I pedal out the frontage road that goes along Spanish Creek, jog over to the airport taxiway (which taxiway, by the way, has become a very popular walking area for people to drive out with their dogs and give them a spot of exercise) and look over across the wastewater treatment plant to see if I can see a Bald Eagle today. Yup, there it is, but I was only able to spot it by glassing with my binoculars. It was invisible to my naked eye, being about five hundred yards from where I was standing.
Going back down along the taxiway toward the hangars, I took this scenic shot of the Spanish Peak escarpment out to the west of town; about ten miles line-of-sight from where I’m standing.
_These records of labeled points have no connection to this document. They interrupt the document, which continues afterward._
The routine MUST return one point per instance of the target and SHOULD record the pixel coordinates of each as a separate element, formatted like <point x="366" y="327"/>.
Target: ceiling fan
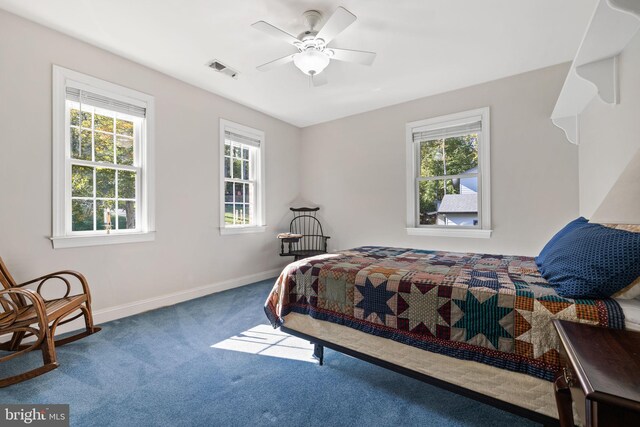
<point x="313" y="55"/>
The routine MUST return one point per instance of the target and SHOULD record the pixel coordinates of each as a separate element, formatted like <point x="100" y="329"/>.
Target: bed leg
<point x="318" y="353"/>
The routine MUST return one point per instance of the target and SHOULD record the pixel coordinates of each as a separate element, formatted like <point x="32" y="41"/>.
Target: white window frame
<point x="62" y="236"/>
<point x="483" y="230"/>
<point x="259" y="185"/>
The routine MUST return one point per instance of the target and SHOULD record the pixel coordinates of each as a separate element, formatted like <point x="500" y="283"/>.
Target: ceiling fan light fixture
<point x="311" y="62"/>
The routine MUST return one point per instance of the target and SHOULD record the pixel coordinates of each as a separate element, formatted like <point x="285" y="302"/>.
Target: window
<point x="102" y="162"/>
<point x="242" y="181"/>
<point x="448" y="181"/>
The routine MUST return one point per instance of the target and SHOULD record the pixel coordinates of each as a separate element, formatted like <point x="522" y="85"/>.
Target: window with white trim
<point x="448" y="180"/>
<point x="242" y="167"/>
<point x="102" y="162"/>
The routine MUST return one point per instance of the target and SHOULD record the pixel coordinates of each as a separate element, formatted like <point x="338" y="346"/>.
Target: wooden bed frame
<point x="318" y="353"/>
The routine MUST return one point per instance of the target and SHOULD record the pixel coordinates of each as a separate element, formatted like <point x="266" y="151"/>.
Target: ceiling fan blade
<point x="275" y="32"/>
<point x="319" y="79"/>
<point x="276" y="63"/>
<point x="336" y="24"/>
<point x="357" y="56"/>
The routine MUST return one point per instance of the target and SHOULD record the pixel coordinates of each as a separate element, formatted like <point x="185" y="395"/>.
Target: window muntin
<point x="242" y="178"/>
<point x="104" y="166"/>
<point x="103" y="162"/>
<point x="448" y="181"/>
<point x="239" y="183"/>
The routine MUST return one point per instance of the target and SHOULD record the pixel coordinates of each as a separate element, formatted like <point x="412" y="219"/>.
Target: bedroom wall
<point x="189" y="258"/>
<point x="610" y="135"/>
<point x="354" y="168"/>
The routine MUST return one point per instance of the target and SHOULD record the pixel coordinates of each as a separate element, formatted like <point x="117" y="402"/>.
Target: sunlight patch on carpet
<point x="266" y="341"/>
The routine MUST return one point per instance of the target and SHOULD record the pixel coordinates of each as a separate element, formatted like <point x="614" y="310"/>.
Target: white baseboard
<point x="136" y="307"/>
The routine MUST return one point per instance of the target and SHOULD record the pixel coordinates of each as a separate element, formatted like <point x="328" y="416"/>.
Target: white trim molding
<point x="483" y="229"/>
<point x="450" y="232"/>
<point x="62" y="235"/>
<point x="136" y="307"/>
<point x="594" y="70"/>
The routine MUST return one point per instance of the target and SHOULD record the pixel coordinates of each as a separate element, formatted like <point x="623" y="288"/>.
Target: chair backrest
<point x="305" y="222"/>
<point x="7" y="281"/>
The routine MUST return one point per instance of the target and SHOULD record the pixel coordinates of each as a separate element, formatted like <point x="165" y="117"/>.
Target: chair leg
<point x="16" y="339"/>
<point x="89" y="328"/>
<point x="49" y="360"/>
<point x="318" y="353"/>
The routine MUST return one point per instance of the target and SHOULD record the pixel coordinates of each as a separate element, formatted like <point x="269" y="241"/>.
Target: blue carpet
<point x="159" y="369"/>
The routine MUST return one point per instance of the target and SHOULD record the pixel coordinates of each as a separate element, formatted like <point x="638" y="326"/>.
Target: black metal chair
<point x="305" y="237"/>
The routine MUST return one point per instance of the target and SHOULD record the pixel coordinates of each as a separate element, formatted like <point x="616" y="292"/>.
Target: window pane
<point x="81" y="215"/>
<point x="105" y="214"/>
<point x="237" y="166"/>
<point x="239" y="193"/>
<point x="81" y="181"/>
<point x="75" y="117"/>
<point x="239" y="213"/>
<point x="452" y="202"/>
<point x="126" y="215"/>
<point x="86" y="119"/>
<point x="228" y="192"/>
<point x="126" y="185"/>
<point x="461" y="154"/>
<point x="245" y="169"/>
<point x="104" y="147"/>
<point x="431" y="158"/>
<point x="228" y="213"/>
<point x="124" y="150"/>
<point x="124" y="127"/>
<point x="103" y="123"/>
<point x="105" y="182"/>
<point x="80" y="144"/>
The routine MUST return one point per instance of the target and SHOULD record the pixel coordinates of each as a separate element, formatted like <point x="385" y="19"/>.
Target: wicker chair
<point x="26" y="313"/>
<point x="305" y="237"/>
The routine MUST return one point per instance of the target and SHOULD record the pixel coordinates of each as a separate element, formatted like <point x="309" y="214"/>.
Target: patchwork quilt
<point x="493" y="309"/>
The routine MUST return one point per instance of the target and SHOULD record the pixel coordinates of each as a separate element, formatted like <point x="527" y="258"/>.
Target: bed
<point x="484" y="320"/>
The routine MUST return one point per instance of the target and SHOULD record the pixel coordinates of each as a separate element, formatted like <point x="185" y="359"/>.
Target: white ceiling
<point x="424" y="47"/>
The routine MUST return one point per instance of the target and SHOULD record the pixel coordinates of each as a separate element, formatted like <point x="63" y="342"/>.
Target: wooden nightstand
<point x="600" y="373"/>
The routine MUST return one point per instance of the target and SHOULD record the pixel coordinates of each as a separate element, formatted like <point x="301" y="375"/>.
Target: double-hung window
<point x="242" y="166"/>
<point x="448" y="175"/>
<point x="102" y="162"/>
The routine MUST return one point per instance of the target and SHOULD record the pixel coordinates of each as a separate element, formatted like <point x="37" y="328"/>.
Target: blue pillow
<point x="576" y="223"/>
<point x="593" y="261"/>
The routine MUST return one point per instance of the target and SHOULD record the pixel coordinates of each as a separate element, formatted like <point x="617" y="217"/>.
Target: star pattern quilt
<point x="493" y="309"/>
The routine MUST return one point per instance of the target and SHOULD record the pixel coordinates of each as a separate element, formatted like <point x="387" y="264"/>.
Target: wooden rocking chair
<point x="26" y="313"/>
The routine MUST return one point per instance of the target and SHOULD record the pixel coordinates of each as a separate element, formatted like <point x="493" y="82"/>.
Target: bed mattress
<point x="516" y="388"/>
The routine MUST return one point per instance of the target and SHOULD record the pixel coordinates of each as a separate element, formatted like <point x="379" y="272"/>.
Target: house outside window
<point x="242" y="180"/>
<point x="448" y="180"/>
<point x="103" y="168"/>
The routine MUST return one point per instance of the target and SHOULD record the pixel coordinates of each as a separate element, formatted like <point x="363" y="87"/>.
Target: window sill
<point x="242" y="230"/>
<point x="99" y="240"/>
<point x="449" y="232"/>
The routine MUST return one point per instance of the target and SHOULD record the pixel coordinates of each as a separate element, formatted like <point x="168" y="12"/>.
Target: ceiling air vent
<point x="221" y="68"/>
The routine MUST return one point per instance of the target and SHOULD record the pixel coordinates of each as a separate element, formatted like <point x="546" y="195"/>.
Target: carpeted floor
<point x="160" y="369"/>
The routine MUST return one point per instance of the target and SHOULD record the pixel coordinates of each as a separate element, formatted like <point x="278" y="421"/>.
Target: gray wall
<point x="610" y="135"/>
<point x="354" y="168"/>
<point x="188" y="252"/>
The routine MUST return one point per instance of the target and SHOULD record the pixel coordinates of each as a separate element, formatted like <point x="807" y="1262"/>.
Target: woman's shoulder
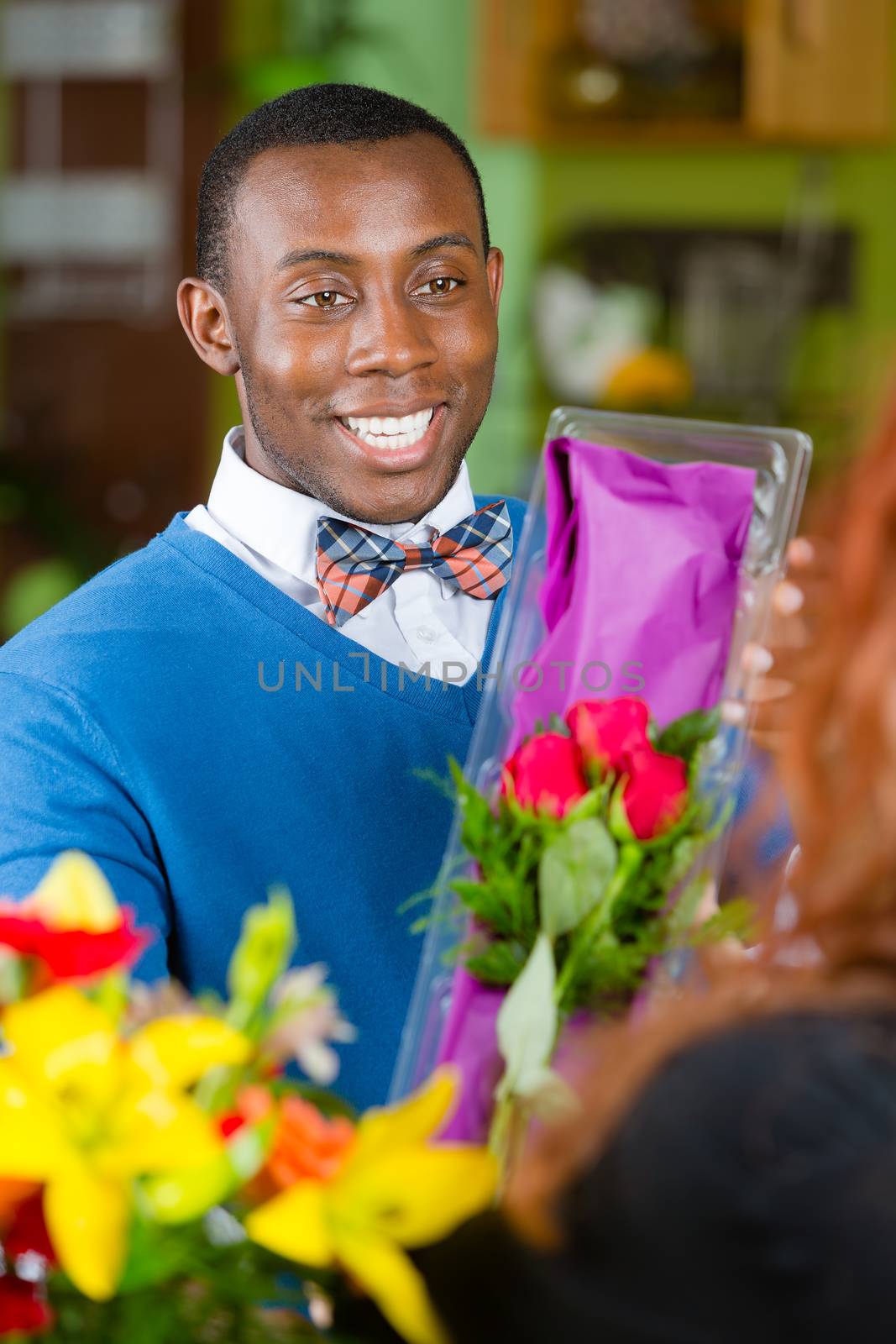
<point x="741" y="1113"/>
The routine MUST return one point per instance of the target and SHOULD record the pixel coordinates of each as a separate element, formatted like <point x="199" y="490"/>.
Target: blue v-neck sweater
<point x="204" y="737"/>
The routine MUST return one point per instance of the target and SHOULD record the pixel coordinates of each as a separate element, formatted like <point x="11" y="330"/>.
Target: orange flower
<point x="307" y="1144"/>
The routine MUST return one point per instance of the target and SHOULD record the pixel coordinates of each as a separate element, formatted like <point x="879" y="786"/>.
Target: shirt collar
<point x="281" y="523"/>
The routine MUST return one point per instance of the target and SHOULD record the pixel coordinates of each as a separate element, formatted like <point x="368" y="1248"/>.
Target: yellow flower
<point x="74" y="894"/>
<point x="85" y="1113"/>
<point x="394" y="1189"/>
<point x="652" y="376"/>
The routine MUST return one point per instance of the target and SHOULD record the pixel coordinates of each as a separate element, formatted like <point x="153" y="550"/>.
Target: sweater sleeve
<point x="62" y="788"/>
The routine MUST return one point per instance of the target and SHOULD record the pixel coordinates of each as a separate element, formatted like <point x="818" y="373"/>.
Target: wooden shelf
<point x="815" y="73"/>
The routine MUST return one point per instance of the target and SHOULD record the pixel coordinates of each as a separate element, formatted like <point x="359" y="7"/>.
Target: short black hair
<point x="317" y="114"/>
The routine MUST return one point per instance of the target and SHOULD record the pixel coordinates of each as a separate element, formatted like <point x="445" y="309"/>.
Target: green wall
<point x="422" y="50"/>
<point x="425" y="50"/>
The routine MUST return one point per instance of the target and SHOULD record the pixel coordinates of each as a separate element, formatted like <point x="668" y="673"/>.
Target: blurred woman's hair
<point x="839" y="766"/>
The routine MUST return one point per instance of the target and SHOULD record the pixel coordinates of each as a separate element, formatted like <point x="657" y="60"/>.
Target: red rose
<point x="70" y="953"/>
<point x="606" y="730"/>
<point x="547" y="774"/>
<point x="23" y="1307"/>
<point x="656" y="792"/>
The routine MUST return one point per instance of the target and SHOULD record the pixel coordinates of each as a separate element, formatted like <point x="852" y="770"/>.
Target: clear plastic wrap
<point x="779" y="459"/>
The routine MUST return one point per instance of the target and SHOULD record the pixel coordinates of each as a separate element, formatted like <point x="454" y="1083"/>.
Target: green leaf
<point x="266" y="944"/>
<point x="527" y="1021"/>
<point x="684" y="736"/>
<point x="181" y="1196"/>
<point x="499" y="964"/>
<point x="574" y="874"/>
<point x="735" y="920"/>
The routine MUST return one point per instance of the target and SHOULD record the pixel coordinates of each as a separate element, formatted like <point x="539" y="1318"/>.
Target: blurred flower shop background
<point x="696" y="201"/>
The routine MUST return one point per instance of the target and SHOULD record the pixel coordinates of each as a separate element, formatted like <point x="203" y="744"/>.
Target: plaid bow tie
<point x="355" y="566"/>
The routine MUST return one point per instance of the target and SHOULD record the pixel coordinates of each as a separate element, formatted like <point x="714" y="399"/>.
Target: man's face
<point x="364" y="316"/>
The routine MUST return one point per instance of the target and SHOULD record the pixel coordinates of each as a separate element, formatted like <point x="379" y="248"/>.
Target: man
<point x="246" y="699"/>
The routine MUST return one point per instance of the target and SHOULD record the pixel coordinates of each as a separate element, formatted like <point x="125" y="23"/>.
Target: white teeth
<point x="391" y="430"/>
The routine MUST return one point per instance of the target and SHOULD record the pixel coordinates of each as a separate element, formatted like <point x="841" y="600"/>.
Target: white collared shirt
<point x="418" y="620"/>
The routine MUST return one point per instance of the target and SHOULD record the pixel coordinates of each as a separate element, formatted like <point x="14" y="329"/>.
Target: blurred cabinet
<point x="597" y="71"/>
<point x="112" y="108"/>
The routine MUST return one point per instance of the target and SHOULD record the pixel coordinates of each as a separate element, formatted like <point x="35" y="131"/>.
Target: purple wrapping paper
<point x="641" y="581"/>
<point x="642" y="568"/>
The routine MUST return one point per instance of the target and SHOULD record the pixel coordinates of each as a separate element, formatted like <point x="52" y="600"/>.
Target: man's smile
<point x="394" y="438"/>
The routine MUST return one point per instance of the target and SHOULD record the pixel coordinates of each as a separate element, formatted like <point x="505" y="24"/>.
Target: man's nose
<point x="390" y="336"/>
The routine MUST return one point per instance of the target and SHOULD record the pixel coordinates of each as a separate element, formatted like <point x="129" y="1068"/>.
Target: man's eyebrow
<point x="302" y="255"/>
<point x="443" y="241"/>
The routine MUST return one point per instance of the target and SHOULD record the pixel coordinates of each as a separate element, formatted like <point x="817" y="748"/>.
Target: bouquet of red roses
<point x="586" y="871"/>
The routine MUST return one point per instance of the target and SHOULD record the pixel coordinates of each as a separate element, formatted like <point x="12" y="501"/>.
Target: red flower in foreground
<point x="656" y="792"/>
<point x="546" y="774"/>
<point x="29" y="1230"/>
<point x="23" y="1307"/>
<point x="606" y="730"/>
<point x="71" y="922"/>
<point x="70" y="953"/>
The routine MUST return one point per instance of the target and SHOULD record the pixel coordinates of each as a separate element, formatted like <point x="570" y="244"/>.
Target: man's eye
<point x="441" y="286"/>
<point x="325" y="299"/>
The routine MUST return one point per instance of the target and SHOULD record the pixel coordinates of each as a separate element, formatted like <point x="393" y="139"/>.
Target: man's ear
<point x="203" y="315"/>
<point x="495" y="270"/>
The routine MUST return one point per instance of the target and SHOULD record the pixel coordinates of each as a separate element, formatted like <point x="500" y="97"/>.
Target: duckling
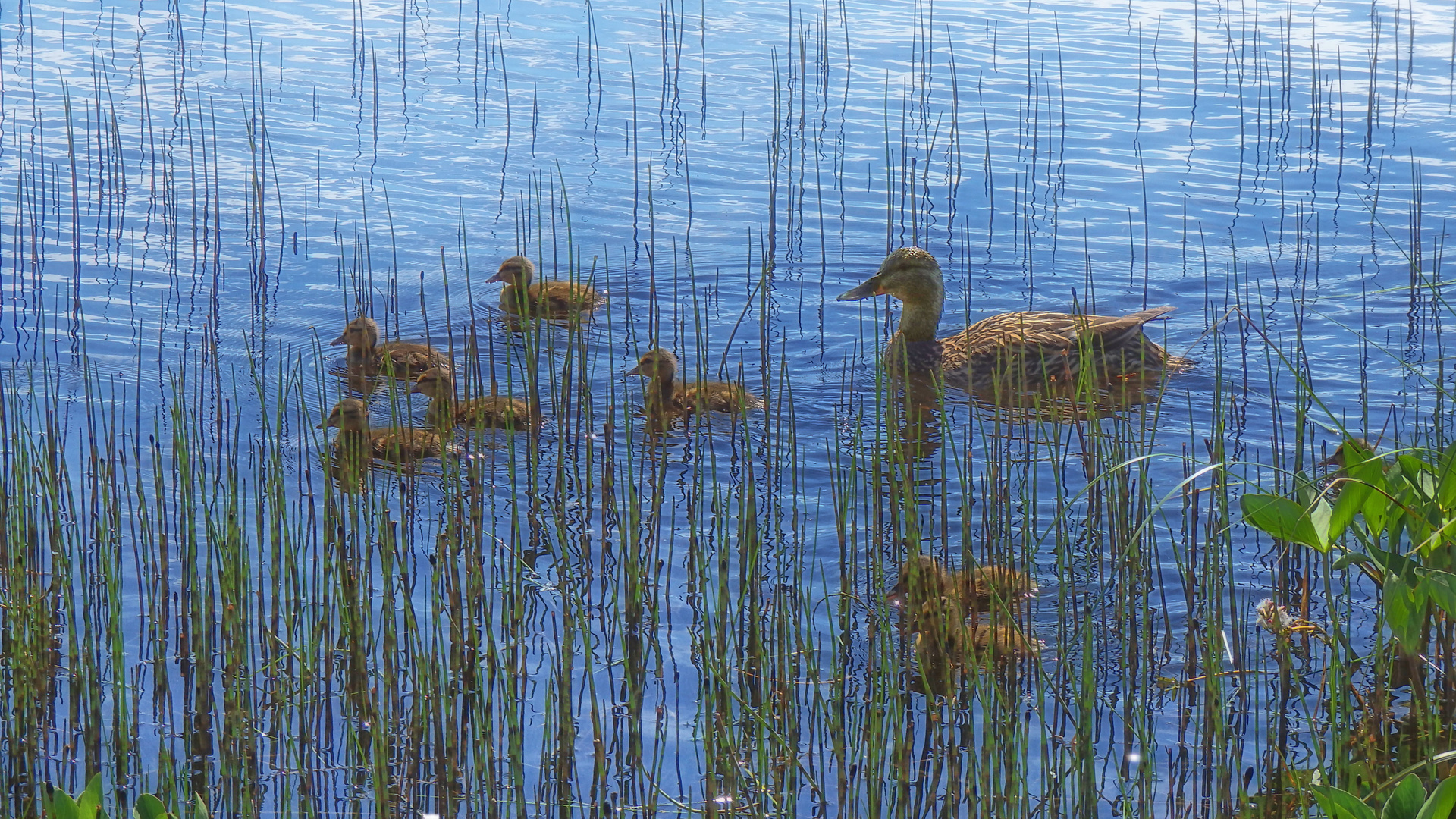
<point x="946" y="645"/>
<point x="357" y="441"/>
<point x="402" y="359"/>
<point x="667" y="397"/>
<point x="549" y="299"/>
<point x="999" y="645"/>
<point x="940" y="642"/>
<point x="979" y="589"/>
<point x="1025" y="350"/>
<point x="487" y="411"/>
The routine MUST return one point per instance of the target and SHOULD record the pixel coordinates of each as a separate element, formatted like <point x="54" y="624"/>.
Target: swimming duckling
<point x="357" y="441"/>
<point x="667" y="397"/>
<point x="979" y="589"/>
<point x="1024" y="350"/>
<point x="946" y="645"/>
<point x="400" y="359"/>
<point x="487" y="411"/>
<point x="549" y="299"/>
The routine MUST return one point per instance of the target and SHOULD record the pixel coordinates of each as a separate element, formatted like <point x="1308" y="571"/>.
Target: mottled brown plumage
<point x="946" y="645"/>
<point x="664" y="395"/>
<point x="500" y="411"/>
<point x="548" y="299"/>
<point x="400" y="359"/>
<point x="357" y="439"/>
<point x="981" y="589"/>
<point x="1025" y="350"/>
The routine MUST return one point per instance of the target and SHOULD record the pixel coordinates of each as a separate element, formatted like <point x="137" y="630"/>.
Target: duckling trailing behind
<point x="981" y="589"/>
<point x="444" y="411"/>
<point x="1025" y="350"/>
<point x="357" y="439"/>
<point x="667" y="397"/>
<point x="946" y="643"/>
<point x="400" y="359"/>
<point x="548" y="299"/>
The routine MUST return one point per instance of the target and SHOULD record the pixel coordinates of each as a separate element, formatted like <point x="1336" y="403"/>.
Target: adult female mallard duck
<point x="667" y="397"/>
<point x="487" y="411"/>
<point x="1025" y="350"/>
<point x="400" y="359"/>
<point x="357" y="439"/>
<point x="548" y="299"/>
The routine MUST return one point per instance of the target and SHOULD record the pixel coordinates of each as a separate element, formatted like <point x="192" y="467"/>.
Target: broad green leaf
<point x="1405" y="611"/>
<point x="1286" y="519"/>
<point x="1446" y="479"/>
<point x="1341" y="805"/>
<point x="1440" y="588"/>
<point x="1419" y="474"/>
<point x="1350" y="558"/>
<point x="89" y="799"/>
<point x="1407" y="799"/>
<point x="1350" y="502"/>
<point x="199" y="808"/>
<point x="1442" y="800"/>
<point x="149" y="808"/>
<point x="1313" y="526"/>
<point x="63" y="806"/>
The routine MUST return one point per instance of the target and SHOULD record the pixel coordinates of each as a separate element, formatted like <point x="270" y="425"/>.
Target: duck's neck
<point x="661" y="392"/>
<point x="441" y="409"/>
<point x="921" y="318"/>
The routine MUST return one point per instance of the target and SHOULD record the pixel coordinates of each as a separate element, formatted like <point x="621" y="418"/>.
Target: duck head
<point x="435" y="382"/>
<point x="922" y="579"/>
<point x="359" y="334"/>
<point x="516" y="270"/>
<point x="655" y="365"/>
<point x="350" y="414"/>
<point x="909" y="275"/>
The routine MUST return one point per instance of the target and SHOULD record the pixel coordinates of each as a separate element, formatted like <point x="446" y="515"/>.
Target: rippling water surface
<point x="199" y="197"/>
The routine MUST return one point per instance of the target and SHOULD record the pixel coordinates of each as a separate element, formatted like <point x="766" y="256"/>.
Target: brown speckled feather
<point x="400" y="359"/>
<point x="1024" y="350"/>
<point x="549" y="299"/>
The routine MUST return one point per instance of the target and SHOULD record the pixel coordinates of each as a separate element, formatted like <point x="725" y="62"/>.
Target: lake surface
<point x="199" y="197"/>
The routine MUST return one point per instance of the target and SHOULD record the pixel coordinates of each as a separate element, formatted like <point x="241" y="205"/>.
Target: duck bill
<point x="865" y="290"/>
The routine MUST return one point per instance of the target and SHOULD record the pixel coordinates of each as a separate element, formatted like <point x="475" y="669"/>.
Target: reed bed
<point x="609" y="620"/>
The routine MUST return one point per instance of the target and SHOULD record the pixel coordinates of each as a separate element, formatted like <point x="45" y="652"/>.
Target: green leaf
<point x="1405" y="611"/>
<point x="1270" y="513"/>
<point x="1350" y="502"/>
<point x="89" y="800"/>
<point x="1419" y="474"/>
<point x="1341" y="805"/>
<point x="1407" y="799"/>
<point x="63" y="806"/>
<point x="1440" y="588"/>
<point x="1446" y="479"/>
<point x="1350" y="558"/>
<point x="149" y="808"/>
<point x="1442" y="800"/>
<point x="1288" y="521"/>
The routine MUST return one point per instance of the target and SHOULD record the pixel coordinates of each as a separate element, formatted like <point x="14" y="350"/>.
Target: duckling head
<point x="435" y="382"/>
<point x="516" y="270"/>
<point x="350" y="414"/>
<point x="909" y="275"/>
<point x="655" y="365"/>
<point x="359" y="334"/>
<point x="922" y="579"/>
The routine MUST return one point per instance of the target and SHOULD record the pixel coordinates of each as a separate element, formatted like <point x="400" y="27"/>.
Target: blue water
<point x="724" y="172"/>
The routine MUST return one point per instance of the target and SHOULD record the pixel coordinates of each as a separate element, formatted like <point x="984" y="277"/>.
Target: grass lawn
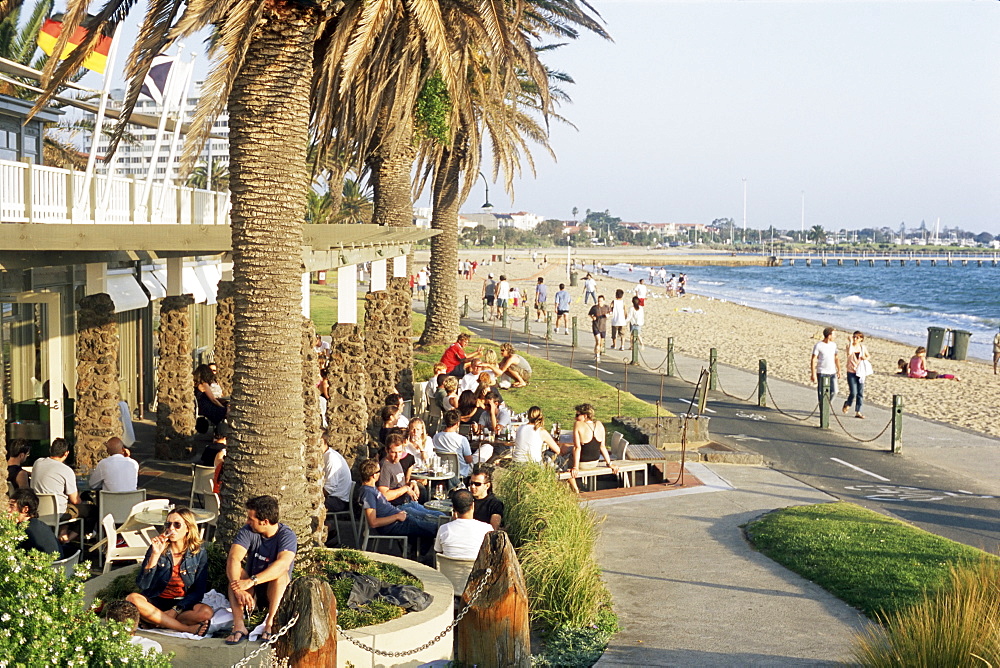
<point x="875" y="563"/>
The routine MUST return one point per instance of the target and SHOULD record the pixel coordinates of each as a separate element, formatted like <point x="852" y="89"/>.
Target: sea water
<point x="896" y="303"/>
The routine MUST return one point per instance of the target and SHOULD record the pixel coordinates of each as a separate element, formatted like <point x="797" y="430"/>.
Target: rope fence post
<point x="824" y="402"/>
<point x="897" y="423"/>
<point x="762" y="383"/>
<point x="713" y="375"/>
<point x="671" y="366"/>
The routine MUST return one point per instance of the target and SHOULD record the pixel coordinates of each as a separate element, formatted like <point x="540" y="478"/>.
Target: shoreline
<point x="742" y="335"/>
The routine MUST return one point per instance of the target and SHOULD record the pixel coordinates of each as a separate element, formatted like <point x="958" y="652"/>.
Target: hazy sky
<point x="881" y="112"/>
This escarpment is in the Bucks Lake Wilderness.
As I get back on the frontage road to begin my return to home, I look up at the pines across the creek from me and here’s another gorgeous Red-tailed Hawk up in a tree top. I snap off several frames.
I’ve been out now for a full hour and a half; a look-in at Dellinger’s Pond to complete my round-the-west-side of the valley circuit...
That was the close for Saturday morning. Sunday afternoon, the day being again clear, calm, and cold, I went east.
What’s this? Why, it’s the partial newly-constructed covered parking structure at the high school softball field. I took the shot only to mention that this will be roofed with solar energy electricity panels when completed. Now that it’s reached this stage I’ll be checking more often and taking progress shots. Note the concrete base pillars; they’ve been in place for months. It was only in the past few days that the steel arrived and has been erected. It goes fast from here.
Twenty yards further down the road I caught this Red-tailed Hawk in old Willow; it bolted just a couple of seconds after I snapped the still.
Out on Quincy Junction Road, another Red-tailed gives me a few pose variations.
Another half-mile or so, and it’s a Goosey triplet out in the field. Heat shimmer distortion, but still worth the noting. Greater White-fronted Goose, Snow Goose, Canada Goose.
Following turn-around, I’m nearly all the way back home and I spot these last two pretty birds. Nice wrap.
American Kestrel
Black Phoebe
Tacking on the Greater White-fronted Goose, Snow Goose, American Kestrel and Black Phoebe to Saturday’s captures, I have sixteen species recorded. This discounts all the Steller’s Jays, European Starlings, Song Sparrows, American Robins et. al. that are always to be seen this time of year.
It all still remains forever an awe and wonder.
Thanks for reading. What’s up in your birdy world?